Parents, you’ve survived the first semester of school. You might be tempted at this time of year to coast until the holidays. I urge you, resist this temptation. By this time in the semester, your child is probably showing some patterns—good or bad—in the classroom and at home. Notice how he’s doing. Is he struggling? Is he enjoying it? Is he having consistent problems in the same subject?

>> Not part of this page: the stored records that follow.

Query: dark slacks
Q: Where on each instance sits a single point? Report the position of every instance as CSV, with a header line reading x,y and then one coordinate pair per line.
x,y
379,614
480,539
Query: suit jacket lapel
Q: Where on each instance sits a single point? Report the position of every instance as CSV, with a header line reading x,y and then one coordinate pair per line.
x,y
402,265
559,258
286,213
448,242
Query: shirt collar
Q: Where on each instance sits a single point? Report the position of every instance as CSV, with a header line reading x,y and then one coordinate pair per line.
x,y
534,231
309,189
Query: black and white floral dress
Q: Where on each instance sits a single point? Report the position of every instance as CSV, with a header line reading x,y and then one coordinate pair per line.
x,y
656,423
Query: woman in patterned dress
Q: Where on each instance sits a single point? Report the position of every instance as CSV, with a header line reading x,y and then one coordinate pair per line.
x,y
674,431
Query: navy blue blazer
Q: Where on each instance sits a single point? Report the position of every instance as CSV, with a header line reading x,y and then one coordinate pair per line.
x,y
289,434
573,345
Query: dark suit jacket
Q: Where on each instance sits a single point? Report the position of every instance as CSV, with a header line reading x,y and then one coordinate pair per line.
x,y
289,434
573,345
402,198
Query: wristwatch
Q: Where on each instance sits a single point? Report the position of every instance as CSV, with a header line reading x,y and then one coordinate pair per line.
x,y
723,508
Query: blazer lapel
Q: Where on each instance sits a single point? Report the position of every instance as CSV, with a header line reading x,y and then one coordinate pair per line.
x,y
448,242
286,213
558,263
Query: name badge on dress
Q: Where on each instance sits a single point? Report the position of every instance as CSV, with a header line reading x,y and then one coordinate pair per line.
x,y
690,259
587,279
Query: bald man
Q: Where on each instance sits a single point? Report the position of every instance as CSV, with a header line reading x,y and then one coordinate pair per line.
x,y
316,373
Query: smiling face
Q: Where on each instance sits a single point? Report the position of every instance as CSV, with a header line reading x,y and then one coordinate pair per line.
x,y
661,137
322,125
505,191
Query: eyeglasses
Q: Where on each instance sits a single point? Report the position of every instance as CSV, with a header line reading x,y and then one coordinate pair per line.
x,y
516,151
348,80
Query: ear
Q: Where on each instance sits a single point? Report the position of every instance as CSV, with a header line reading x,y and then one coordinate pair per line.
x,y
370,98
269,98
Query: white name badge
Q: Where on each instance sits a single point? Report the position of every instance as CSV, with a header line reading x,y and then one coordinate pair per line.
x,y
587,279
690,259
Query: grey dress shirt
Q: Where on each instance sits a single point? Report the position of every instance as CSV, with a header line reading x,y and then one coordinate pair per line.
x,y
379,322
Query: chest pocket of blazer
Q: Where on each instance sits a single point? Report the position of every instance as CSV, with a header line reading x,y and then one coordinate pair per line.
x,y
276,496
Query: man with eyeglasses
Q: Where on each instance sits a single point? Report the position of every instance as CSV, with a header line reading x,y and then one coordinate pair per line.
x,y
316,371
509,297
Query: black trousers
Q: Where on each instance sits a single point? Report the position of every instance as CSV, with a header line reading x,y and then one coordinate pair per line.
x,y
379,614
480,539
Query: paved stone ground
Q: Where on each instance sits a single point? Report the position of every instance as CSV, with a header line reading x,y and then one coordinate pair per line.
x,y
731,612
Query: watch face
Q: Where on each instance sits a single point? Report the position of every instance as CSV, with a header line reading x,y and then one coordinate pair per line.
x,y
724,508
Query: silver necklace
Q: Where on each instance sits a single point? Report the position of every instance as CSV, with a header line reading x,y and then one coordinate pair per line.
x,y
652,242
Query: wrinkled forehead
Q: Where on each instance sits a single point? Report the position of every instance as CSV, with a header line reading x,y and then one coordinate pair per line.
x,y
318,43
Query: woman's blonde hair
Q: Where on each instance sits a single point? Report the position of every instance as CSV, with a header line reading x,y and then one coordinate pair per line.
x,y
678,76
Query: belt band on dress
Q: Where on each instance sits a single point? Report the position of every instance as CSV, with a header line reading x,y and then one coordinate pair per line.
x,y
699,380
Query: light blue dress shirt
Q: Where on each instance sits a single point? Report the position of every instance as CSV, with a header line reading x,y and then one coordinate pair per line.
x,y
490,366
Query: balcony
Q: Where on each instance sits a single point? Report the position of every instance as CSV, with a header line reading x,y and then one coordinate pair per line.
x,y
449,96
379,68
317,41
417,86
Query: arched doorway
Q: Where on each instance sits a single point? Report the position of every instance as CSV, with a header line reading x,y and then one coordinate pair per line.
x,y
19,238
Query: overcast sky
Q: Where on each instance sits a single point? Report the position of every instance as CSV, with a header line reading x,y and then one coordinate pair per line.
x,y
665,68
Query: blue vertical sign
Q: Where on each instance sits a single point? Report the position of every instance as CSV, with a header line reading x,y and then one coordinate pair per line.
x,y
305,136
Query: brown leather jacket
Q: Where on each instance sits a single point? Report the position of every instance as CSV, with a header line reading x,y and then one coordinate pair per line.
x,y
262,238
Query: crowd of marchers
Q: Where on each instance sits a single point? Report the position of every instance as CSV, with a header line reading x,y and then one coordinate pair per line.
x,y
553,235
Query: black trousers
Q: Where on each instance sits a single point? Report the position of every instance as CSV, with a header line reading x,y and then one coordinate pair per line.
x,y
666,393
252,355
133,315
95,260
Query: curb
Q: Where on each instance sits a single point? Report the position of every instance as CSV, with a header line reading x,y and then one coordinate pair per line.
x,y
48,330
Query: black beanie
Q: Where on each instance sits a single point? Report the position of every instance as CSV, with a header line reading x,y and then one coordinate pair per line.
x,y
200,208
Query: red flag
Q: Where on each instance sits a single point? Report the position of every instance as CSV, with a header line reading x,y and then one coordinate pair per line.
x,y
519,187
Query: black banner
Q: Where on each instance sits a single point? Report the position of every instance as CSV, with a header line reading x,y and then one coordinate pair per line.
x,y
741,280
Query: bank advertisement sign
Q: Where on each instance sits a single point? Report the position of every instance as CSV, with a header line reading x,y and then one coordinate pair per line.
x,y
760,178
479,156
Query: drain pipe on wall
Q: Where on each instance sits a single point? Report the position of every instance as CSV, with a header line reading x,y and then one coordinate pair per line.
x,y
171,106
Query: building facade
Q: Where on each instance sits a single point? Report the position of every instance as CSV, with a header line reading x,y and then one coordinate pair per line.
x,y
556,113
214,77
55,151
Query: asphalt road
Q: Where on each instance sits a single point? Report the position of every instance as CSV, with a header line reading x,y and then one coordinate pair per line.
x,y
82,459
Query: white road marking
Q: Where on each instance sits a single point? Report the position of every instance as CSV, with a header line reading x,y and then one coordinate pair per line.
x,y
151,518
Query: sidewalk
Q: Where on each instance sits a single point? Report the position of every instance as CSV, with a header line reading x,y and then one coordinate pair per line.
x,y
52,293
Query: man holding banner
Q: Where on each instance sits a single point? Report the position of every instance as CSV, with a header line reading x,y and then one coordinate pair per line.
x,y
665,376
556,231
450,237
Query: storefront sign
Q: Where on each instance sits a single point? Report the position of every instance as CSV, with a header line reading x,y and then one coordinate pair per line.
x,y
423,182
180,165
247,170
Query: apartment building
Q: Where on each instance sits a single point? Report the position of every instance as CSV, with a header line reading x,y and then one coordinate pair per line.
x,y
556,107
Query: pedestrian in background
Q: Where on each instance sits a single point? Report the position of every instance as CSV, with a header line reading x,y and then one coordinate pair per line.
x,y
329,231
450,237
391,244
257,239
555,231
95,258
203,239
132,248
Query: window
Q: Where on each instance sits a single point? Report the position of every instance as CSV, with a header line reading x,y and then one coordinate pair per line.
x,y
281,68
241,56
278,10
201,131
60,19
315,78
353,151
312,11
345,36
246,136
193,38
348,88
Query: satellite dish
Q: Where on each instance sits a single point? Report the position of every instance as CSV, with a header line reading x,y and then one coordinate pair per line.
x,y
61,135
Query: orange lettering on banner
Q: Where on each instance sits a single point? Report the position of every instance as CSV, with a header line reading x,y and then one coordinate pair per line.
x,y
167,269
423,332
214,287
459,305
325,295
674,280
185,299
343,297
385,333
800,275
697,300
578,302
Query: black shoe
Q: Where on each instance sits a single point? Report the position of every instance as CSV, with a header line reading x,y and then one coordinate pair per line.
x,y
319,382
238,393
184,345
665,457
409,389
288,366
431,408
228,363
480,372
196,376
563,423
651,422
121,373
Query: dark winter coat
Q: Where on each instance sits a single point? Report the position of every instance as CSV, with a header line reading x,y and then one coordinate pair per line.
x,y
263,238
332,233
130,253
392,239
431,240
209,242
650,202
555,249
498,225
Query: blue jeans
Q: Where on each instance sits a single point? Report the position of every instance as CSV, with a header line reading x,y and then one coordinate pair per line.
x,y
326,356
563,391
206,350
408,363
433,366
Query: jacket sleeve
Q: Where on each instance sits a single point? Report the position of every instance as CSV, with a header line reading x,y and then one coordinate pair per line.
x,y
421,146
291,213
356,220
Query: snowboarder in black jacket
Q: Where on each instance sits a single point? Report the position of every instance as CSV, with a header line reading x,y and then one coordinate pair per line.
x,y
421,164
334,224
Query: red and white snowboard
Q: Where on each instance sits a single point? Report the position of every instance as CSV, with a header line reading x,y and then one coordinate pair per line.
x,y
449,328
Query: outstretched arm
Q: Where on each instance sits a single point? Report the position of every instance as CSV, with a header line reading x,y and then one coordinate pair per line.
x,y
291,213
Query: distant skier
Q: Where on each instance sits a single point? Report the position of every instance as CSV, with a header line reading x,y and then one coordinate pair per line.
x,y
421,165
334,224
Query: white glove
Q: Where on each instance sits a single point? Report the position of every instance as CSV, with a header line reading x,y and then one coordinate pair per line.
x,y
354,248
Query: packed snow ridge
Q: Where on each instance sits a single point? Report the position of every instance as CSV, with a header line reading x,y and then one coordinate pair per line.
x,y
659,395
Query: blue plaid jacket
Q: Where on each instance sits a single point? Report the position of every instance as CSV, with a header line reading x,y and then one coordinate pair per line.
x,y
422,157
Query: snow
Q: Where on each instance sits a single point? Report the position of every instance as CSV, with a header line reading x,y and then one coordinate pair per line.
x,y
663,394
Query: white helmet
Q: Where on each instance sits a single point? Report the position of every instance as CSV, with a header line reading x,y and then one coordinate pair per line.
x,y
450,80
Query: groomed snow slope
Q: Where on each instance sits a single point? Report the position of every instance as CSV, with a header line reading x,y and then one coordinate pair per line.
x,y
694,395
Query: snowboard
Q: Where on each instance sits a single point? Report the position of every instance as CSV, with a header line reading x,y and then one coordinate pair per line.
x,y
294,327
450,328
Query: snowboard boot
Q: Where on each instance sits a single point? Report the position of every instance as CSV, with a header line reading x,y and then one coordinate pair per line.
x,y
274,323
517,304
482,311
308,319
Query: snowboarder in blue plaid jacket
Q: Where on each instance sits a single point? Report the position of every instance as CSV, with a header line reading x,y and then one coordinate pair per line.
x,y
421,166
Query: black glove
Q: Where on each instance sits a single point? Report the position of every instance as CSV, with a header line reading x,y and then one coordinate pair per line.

This is a perfect time to tackle any issues your child is having at school to ensure the rest of the year goes smoothly. While each child is unique, I have noticed common problems with each age group. They are not permanent problems. They can be fixed, but you will have to notice them and be proactive.  

Kindergarten— 

Children in these grades are still adjusting to their new life at school. You may notice that they are fatigued, have a hard time concentrating or are irritable. This is normal and typically means your child is tired and needs extra rest. Pull back on the extracurricular activities and allow your child to have more downtime. 

1st Grade—

Since this is typically the year when students begin learning more complex subjects like reading and math, you might notice your child is struggling more at school. Talk to his teacher to make sure he isn’t behind. If he is, go ahead and get him tested for any learning disabilities. As long as he doesn’t test for reading issues, he will probably be fine and will catch up with the rest of the class soon. 

2nd, 3rd and 4th Grade—

These are the years when it’s tempting to overschedule your kids. They begin to show interest in sports and music and what their peers are doing. If you notice your child is acting irritable or anxious this time of year, it’s probably because she is doing too much. Dial down the activities. Most children can’t handle three nights or afternoons a week of extra-curricular. 

5th, 6th and 7th Grade—

These are tough years, as I’m sure you know. Kids are going through puberty, they feel anxious around the opposite sex, and their self-esteem is low. If you notice your child is struggling in school or socially, talk to him about it. Don’t talk to him about it right after school. He needs time to decompress. Talk to him when he has energy. Your child will need extra attention from you at this age. Resist the urge to disconnect no matter how different or difficult your child seems as he grows into a teen.

8th and 9th Grade—

These years receive a double whammy. Academics get harder and social media usage typically ramps up at this age. At this time, social circles have been defined, and if your child feels like she doesn’t belong to one, this will make everything more difficult. Pay attention to your child’s moods for a couple of weeks. If you notice anything is off, it could be due to social pressures, too much time on social media or academic troubles. Learning disabilities often surface during this time since academics become more rigorous. Get your child tested if you are concerned. 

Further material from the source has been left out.